Per Bankitalia le donne hanno stipendi più bassi

Per Bankitalia le donne hanno stipendi più bassi dell’11% rispetto ai colleghi, stesso divario di un decennio fa.

Quando il tempo scorre senza scorrere.

Secondo un recente sondaggio della Banca d’Italia che illustra i risultati del progetto “Le donne, il lavoro e la crescita economica”, le donne percepiscono mediamente retribuzioni più basse dell’11% rispetto ai colleghi uomini e il differenziale è già ampio all’ingresso nel mercato del lavoro: il 16% tra i diplomati, il 13% tra i laureati. Si accentua ancora di più con la maternità e con l’avanzare della carriera.

Il nostro paese risulta essere l’ultimo in Europa per occupazione femminile e penultimo per divario di genere occupazionale. Infatti l’occupazione femminile al 51,1% è inferiore di oltre 18 punti percentuali rispetto alla quota di uomini nella fascia d’età compresa tra i 15 e i 64 anni, registrando il secondo divario di genere più ampio in ambito lavorativo tra i paesi dell’Unione Europea dopo la Grecia, dove si registrano oltre 19 punti percentuali di divario tra occupazione maschile e femminile.
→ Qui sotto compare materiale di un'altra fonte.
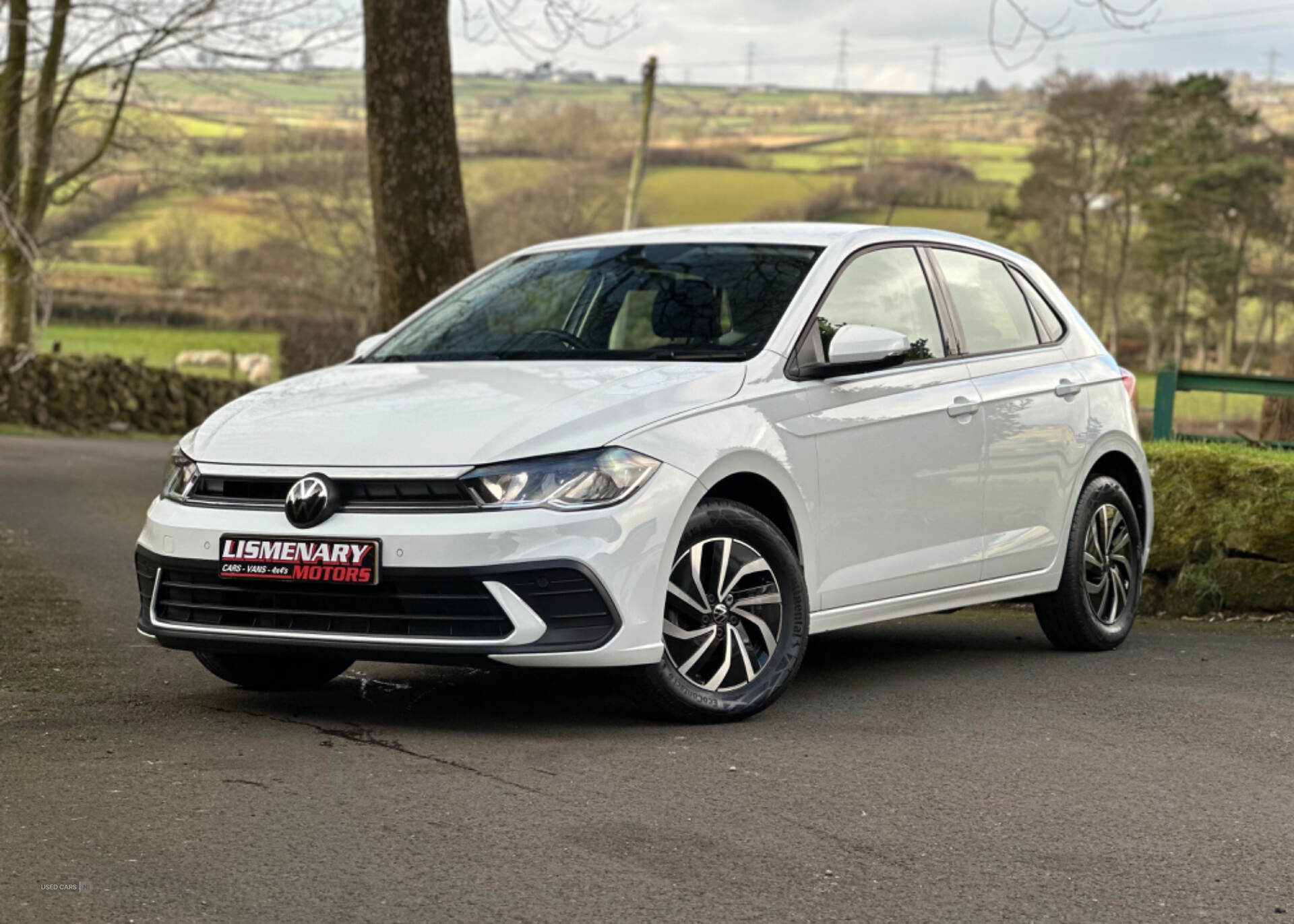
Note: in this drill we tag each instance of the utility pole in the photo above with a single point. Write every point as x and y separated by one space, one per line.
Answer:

Riguardo alla maternità, nei due anni successivi alla nascita del primo figlio le madri occupate hanno una probabilità quasi doppia rispetto alle donne senza figli, di non avere più un impiego e dopo circa quindici anni dal parto le loro retribuzioni medie sono circa la metà. Un divario indubbiamente legato alla carenza di servizi.

Alessandra Perrazzelli, vice direttrice generale della Banca d’Italia sostiene che questo divario salariale tra uomini e donne è quasi uguale a quello stimato nel 2012 e che le carriere delle donne sono particolarmente lente e discontinue, non solo, afferma anche che la loro maggiore presenza nelle società quotate non ha indotto significativi cambiamenti nella composizione dei vertici delle società sottoposte alla normativa sulle quote di genere.

Il tasso di partecipazione femminile si colloca ancora su un livello particolarmente basso nel confronto europeo, inferiore di quasi 13 punti percentuali rispetto alla media UE.

È ancora al di sotto di quel 60% che era stato indicato come obiettivo da raggiungere entro il 2010 dall’Agenda di Lisbona e dei traguardi impliciti nell’Agenda Europa 2020 che avrebbero comportato per l’Italia un sostanziale allineamento della partecipazione femminile alla media europea. Altri paesi, come ad esempio la Spagna, che negli anni Novanta partivano da condizioni simili a quelle dell’Italia, hanno fatto registrare tendenze significativamente migliori.

Va necessariamente ricordato a questo punto che le donne occupate hanno più di frequente impieghi di tipo temporaneo e part-time, non sempre una scelta considerando che una lavoratrice a tempo parziale su due sarebbe disponibile a lavorare a tempo pieno per guadagnare di più ma che spesso sono anche gravate da compiti quali la cura e il sostegno della famiglia. Condizioni che inducono sempre a rinunciare a qualcosa, ad adattarsi, ad accettare impieghi meno retribuiti, a calpestare gli studi fatti con fatica e quel sogno di realizzarsi professionalmente fatto scivolare in un cassetto.

Un cassetto che spesso non aprono mai più, rassegnate da una realtà che non le considera, non le valorizza e che vede tutto ciò come “normalità”.